Cuando el incienso es sólo ya un sentimiento de recuerdos añorados en
nuestra mente. Cuando la mirada se nos pierde ante los umbrales de
Iglesias y plazas que guardaron nuestra vista cargada de emoción y
pasión. Cuando nuestros pasos ya no son “Estación”, ni “chicotá” ni
bulla. Cuando sólo queda un sin fin de ideas, de memorias, de ilusiones
cumplidas o por cumplir el año que viene.
Cuando todo
esto pasa en el corazón cofrade de todos nosotros, y descubrimos que ya
pasó ese tiempo mágico de sentidos y sentimientos, de fervor y
cristiandad, de ilusiones y retinas brillantes, entonces sólo nos queda
vivir esa Pascua de Recuerdos que vivimos los cofrades.
Dios ha
resucitado. Y su paso va en el aire, con el oro del sol y el incienso del
viento. Cristo ha resucitado, y a nosotros nos regala una resurrección de
paz, de serenidad, de vida, pero también una época de nostalgia, de
añoranza, de “mirar hacia atrás” pero caminando hacia delante.
Y entonces
todo lo vivido, todo lo sentido, y todo lo visto, resucita para nosotros
en un sentimiento de recuerdos.
Resucitamos y
nos cuesta echar a andar. Pero que bonitos son estos días del “después”,
también.

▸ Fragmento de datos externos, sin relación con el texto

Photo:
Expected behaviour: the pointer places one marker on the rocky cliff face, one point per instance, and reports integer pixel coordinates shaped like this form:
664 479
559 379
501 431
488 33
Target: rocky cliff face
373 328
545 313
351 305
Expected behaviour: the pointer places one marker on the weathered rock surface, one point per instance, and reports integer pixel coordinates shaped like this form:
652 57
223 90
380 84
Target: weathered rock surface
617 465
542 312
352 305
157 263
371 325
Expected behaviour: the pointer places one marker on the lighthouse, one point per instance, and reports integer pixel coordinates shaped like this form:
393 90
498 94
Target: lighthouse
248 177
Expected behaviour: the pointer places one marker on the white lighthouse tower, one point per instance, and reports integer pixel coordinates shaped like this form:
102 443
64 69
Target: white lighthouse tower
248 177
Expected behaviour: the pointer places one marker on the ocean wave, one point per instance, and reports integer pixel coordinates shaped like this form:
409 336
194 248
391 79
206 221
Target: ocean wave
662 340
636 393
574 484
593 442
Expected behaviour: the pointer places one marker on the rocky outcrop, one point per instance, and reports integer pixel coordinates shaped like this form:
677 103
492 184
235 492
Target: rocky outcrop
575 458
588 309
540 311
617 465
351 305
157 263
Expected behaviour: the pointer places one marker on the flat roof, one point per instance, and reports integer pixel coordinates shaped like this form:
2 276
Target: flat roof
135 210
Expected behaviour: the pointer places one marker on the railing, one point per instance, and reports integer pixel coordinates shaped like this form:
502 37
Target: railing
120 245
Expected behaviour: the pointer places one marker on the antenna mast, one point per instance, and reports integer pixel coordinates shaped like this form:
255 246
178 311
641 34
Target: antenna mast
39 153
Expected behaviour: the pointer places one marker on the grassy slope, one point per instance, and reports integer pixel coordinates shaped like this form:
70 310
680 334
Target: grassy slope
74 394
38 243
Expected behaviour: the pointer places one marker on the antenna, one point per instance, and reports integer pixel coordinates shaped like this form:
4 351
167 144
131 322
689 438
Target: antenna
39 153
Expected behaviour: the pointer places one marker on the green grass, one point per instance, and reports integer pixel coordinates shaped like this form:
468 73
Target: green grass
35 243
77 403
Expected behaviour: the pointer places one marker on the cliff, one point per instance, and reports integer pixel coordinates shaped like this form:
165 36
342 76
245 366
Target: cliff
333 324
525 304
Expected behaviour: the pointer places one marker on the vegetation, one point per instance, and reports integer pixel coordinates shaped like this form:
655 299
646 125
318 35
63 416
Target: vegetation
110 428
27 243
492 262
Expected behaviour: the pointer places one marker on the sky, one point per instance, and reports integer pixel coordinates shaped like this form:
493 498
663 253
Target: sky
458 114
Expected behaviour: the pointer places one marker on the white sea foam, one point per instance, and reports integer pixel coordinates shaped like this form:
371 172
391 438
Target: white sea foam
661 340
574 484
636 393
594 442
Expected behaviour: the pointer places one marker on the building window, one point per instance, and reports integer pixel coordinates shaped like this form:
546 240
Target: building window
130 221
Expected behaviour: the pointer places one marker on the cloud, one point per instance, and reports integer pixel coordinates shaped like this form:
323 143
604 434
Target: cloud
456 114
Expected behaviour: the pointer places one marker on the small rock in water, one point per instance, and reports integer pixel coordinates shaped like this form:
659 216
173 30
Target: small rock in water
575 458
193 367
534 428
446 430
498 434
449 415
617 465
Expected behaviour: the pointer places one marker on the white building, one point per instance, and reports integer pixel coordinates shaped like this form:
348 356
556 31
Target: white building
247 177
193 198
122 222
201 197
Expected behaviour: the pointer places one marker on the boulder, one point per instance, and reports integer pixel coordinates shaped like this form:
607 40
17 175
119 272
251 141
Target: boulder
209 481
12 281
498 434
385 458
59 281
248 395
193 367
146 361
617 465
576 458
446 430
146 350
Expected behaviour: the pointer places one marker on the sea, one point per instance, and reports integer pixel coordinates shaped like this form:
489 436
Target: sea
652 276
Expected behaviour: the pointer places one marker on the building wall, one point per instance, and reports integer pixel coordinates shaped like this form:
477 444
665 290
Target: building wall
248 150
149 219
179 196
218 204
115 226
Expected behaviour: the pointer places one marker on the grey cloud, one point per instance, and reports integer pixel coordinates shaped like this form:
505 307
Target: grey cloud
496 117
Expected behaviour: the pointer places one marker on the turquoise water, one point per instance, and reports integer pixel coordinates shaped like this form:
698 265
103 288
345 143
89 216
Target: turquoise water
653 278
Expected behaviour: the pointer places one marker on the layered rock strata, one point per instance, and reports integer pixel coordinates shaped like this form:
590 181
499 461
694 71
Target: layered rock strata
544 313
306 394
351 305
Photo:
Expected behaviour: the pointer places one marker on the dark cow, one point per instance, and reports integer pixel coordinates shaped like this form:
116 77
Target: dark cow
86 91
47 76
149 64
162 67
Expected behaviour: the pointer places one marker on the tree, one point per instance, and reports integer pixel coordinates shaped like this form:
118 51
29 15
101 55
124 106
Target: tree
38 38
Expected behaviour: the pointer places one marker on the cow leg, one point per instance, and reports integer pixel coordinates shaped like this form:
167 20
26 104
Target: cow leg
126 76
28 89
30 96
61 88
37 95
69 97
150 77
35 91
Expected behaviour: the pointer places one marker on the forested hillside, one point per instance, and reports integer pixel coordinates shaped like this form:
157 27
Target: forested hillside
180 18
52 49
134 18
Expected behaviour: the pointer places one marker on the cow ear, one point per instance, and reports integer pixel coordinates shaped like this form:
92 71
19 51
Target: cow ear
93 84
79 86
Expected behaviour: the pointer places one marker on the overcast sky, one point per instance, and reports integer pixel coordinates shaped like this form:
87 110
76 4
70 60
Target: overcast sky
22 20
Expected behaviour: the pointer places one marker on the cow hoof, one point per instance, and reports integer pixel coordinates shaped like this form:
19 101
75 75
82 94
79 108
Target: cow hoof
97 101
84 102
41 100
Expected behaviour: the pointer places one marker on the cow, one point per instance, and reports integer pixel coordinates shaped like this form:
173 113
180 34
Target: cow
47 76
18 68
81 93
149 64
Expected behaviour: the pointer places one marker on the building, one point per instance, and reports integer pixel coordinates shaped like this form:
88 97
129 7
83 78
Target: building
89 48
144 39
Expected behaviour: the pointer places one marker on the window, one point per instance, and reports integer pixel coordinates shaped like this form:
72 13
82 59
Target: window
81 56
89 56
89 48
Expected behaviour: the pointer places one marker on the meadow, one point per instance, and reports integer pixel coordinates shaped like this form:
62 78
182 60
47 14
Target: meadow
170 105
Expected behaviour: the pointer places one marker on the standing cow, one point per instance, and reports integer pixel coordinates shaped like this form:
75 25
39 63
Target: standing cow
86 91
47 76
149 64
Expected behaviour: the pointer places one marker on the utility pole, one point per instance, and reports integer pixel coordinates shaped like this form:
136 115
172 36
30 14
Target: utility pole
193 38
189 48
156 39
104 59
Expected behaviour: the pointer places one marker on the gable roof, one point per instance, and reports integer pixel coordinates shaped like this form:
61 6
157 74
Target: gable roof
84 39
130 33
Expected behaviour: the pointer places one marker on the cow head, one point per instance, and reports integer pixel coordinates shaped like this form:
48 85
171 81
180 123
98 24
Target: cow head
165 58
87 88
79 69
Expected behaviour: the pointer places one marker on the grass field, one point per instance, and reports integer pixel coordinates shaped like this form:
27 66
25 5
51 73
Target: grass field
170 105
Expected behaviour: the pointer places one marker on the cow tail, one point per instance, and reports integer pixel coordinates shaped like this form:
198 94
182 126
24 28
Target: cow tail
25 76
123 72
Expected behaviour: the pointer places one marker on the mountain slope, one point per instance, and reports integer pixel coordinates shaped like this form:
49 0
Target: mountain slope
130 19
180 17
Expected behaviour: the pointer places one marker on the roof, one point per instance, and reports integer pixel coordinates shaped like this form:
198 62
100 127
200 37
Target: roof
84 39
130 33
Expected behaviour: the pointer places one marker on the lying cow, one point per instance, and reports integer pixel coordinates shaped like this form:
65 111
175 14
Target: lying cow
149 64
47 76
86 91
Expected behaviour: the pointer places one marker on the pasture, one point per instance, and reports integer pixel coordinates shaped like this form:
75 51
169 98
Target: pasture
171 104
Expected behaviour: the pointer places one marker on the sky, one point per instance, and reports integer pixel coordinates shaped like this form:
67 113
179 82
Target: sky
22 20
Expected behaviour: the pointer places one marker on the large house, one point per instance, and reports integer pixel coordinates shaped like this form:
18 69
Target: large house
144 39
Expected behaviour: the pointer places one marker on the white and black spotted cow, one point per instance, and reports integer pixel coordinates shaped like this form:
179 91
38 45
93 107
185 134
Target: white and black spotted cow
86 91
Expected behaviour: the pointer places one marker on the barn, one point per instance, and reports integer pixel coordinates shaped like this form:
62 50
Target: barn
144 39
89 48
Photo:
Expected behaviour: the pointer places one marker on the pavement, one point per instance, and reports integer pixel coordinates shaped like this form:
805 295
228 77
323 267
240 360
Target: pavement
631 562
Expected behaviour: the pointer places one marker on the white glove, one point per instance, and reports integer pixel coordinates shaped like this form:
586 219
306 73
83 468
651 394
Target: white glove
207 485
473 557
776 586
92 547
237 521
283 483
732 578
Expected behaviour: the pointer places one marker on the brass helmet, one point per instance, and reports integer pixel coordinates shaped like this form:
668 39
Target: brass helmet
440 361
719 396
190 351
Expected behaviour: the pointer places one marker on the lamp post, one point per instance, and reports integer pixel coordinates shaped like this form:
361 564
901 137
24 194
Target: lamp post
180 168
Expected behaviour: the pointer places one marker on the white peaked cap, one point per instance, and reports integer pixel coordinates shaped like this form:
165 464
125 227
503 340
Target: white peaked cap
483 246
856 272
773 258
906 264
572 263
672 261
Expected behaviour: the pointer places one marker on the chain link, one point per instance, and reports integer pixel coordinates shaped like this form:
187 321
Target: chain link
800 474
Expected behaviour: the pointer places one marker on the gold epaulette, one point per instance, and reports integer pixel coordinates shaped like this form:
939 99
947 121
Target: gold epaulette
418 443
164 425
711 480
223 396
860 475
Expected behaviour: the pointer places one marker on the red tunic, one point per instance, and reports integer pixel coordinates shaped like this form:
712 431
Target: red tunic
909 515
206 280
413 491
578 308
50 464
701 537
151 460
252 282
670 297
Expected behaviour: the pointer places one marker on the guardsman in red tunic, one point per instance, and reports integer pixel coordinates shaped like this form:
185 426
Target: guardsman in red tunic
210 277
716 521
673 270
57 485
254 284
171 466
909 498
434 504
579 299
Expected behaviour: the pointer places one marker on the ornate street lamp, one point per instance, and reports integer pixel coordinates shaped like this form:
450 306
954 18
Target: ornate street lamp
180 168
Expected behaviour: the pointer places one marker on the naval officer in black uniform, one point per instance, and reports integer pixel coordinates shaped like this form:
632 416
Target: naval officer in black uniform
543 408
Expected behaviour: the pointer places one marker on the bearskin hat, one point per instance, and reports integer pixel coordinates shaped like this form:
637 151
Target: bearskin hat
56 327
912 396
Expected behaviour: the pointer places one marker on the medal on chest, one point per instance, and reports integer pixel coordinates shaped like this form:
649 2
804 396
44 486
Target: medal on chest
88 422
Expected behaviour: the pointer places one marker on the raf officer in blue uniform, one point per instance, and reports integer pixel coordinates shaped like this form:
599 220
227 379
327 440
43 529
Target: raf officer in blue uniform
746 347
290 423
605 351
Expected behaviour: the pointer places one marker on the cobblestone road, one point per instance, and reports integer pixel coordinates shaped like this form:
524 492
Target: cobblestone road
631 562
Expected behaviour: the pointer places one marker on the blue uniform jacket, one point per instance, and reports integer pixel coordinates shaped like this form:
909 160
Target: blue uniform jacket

Esa “cuaresma” pascual aletargada, tardía, construida en la base
de lo “Ya Hecho”. Ese tiempo primaveral de corrillos, de tertulias, de
leer aquello que vimos, de evaluar en Hermandades y reuniones lo realizado
y de buscar soluciones o asentar cosas para el año venidero.
Que hermoso y
que triste a la vez resucitar lo vivido para quedarnos con la sensación
añorada en nuestras almas. Y un día, Cristo se nos acerca y nos enseña las
llagas para que resucitemos nosotros también. A algunos, aletargados
todavía en el sueño de la Semana Santa, incluso les anima a que
introduzcan sus dedos en sus estigmas, para que se den cuenta que todo
pasó, y que hay que empezar a andar el camino Pascual. El nuevo año que es
construir, más que recordar. Aunque claro está, hay cristianos cofrades
que nunca viven la Pascua, dormidos como los apóstoles del Huerto, o
ajenos a la dimensión de lo que transciende como los discípulos en la
Cena.
Hay que
disfrutar este tiempo y resucitar al que viene. Dicen algunos que la
Pascua Cofrade comienza unos días más tarde. Tampoco creo que sea eso.
Pero sí es verdad que en los primeros días de ella, vivimos un estado
emocional diferente, emocionante, nostálgico. Una Pascua de recuerdos.